CANNES 2014: ADIEU AU LANGAGE 3D di JEAN-LUC GODARD
Ah dieux Oh langage
Lorenzo Esposito e Daniela Turco
Difficile dire se questo film tragico e compattissimo nella sua stratificazione voglia farci abituare infine all’accecamento che crediamo di poter controllare e che invece così come appartiene alla nostra natura ne è anche metafora estrema (da una parte come dall’altra ci sono due donne e due uomini, sporti in altrettanti allineamenti e disallineamenti, corpo a corpo sicivolosissimo che riguarda la natura dell’occhio e la metafora delle due camere 3D, che sottoposte a sovrimpressione mandano in tilt l’occhio medesimo). Testo intenso e difficile, perfino violento, nell’uso della stereoscopia che violenta l’occhio, quando va a coincidere con la sovrimpressione mettendo letteralmente in scacco la possibilità stessa di vedere. Il film si apre ricordando che sono coloro che mancano di immaginazione a rifugiarsi nella realtà.
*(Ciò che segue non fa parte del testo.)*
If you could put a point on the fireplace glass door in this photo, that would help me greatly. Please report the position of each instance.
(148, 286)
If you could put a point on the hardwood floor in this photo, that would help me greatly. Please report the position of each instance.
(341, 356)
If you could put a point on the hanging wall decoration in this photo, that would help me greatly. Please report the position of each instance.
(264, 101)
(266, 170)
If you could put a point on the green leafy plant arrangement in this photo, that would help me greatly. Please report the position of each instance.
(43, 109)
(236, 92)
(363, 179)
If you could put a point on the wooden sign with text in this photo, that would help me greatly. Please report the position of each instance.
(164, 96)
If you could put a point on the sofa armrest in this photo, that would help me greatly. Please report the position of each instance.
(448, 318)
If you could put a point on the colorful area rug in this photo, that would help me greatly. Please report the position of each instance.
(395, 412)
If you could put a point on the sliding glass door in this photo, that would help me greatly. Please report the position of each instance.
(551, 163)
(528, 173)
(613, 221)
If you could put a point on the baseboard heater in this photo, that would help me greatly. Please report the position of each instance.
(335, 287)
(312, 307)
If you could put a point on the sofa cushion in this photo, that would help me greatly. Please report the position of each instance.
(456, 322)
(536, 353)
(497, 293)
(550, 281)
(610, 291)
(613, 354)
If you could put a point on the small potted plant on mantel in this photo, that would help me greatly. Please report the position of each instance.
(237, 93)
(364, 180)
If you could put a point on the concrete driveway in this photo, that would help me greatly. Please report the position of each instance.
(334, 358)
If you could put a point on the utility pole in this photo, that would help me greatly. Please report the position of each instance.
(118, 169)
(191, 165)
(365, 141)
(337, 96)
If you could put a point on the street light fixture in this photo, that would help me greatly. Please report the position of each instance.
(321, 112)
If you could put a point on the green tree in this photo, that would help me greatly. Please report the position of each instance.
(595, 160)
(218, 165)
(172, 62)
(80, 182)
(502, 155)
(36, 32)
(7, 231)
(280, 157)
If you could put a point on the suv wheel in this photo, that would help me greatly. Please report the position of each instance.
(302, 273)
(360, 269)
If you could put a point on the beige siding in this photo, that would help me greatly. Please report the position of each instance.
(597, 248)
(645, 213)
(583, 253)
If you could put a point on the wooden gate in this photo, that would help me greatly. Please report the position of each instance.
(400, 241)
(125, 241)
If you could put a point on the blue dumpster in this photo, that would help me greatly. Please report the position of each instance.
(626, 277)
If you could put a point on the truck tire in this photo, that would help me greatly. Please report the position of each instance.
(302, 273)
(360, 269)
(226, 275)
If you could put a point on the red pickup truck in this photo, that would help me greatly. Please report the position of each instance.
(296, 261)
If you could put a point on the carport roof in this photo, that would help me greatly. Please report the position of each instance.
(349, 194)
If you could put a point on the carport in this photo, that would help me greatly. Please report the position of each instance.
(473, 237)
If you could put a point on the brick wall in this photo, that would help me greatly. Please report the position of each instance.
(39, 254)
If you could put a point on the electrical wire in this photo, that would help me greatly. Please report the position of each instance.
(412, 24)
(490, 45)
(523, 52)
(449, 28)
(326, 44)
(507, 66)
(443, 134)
Si parte dalle consuete scritte in rosso e bianco su nero, lettere e numeri, natura versus metafora, parole contro cose, per far scorrere lungo binari familiari e tuttavia rinnovati dal gesto di scoperta inaugurale, che segna la posizione singolare e vertiginosa di JLG nel cinema, capace come nessuno di riunire la musica alta a quella d’uso, della pittura, De Stael, Warhol, Monet, che invitava a non dipingere ciiò che si vede, perchè non si vede nulla, ma quello che non si riesce a vedere. Fiori, alberi, le acque del lago, i libri, Solgenitzin, Pound, Dostoevskij, Levinas, sono tutte immagini che entrano ancora una volta come elementi conosciuti in una terra straniera che è lo spazio di questo film. Un uomo, una donna, un cane o forse, due donne, due uomini, corpi senza difesa, presi nella loro disarmante nudità, davanti alla mdp, la kamera, che in lingua russa significa prigione. La parola tra uomo e donna, come l’amore, sembra ancora una volta impossibile e se lei chiede di potergli parlare, lui risponde di cercare la povertà nel linguaggio. `Non si puo` pensare liberamente quando gli occhi sono presi nello sguardo dell’altro. C’è una difficoltà nel restare soli.
Oppure è l’animale nudo che siamo (il cane Roxy è JLG) a incarnare l’ultima speranza di una parola finalmente disincarnata, non sottoposta al controllo spietato e equivoco della coscienza, capace di tornare alla lingua misteriosa (né un’arte né una tecnica) per il cui ritrovamento non esiste più linguaggio abile a segnalarla. E d’altra parte la solitudine, essere davvero soli, dice Godard, è ancora più arduo, a meno che non ci si risolva a domandarsi qualcosa su una cosa semplice e una difficile (quella semplice è anche un po’ difficile): la sofferenza e l’aldilà.
Dal flusso frammentato delle immagini, quelle degli istanti qualsiasi su un molo, o alla stazione mentre passano i treni, o in una strada qualsiasi di notte mentre cade la neve, sale irrefrenabile la consapevole tristezza di aver situato il cinema in una linea di confine, un margine strettissimo che si spende tra vivere e raccontare, tra sofferenza e oltremondo, dove l`uso del 3D funziona come punto di fuga per far sprofondare la visione.
Per il resto le uniche due cose in cui siamo tutti uguali sono la merda e la morte (e piacerebbe a Godard che in italiano si tratti di due M), come ha detto anche Cronenberg in Maps to the Stars, facendo cacare Julian Moore e salendo verso il cielo (altra analogia le cicatrici-bruciature sui volti di Maria Wasikowska in Cronenberg e Eloise Godet in Godard). Il tragico è che della bellezza delle diversità si è fatta ottusa dispersione, non gioco ma cancellazione della memoria. Roxy, il cane malinconico, corre nei boschi e circumnaviga i laghi e rimane estatico a guardare i treni, vero e unico visionatore in 3D senza bisogno di sapere che i girasoli sono Van Gogh e che il dramma della natura è la settima di Beethoven. Corre via e non si sa se e quando tornerà.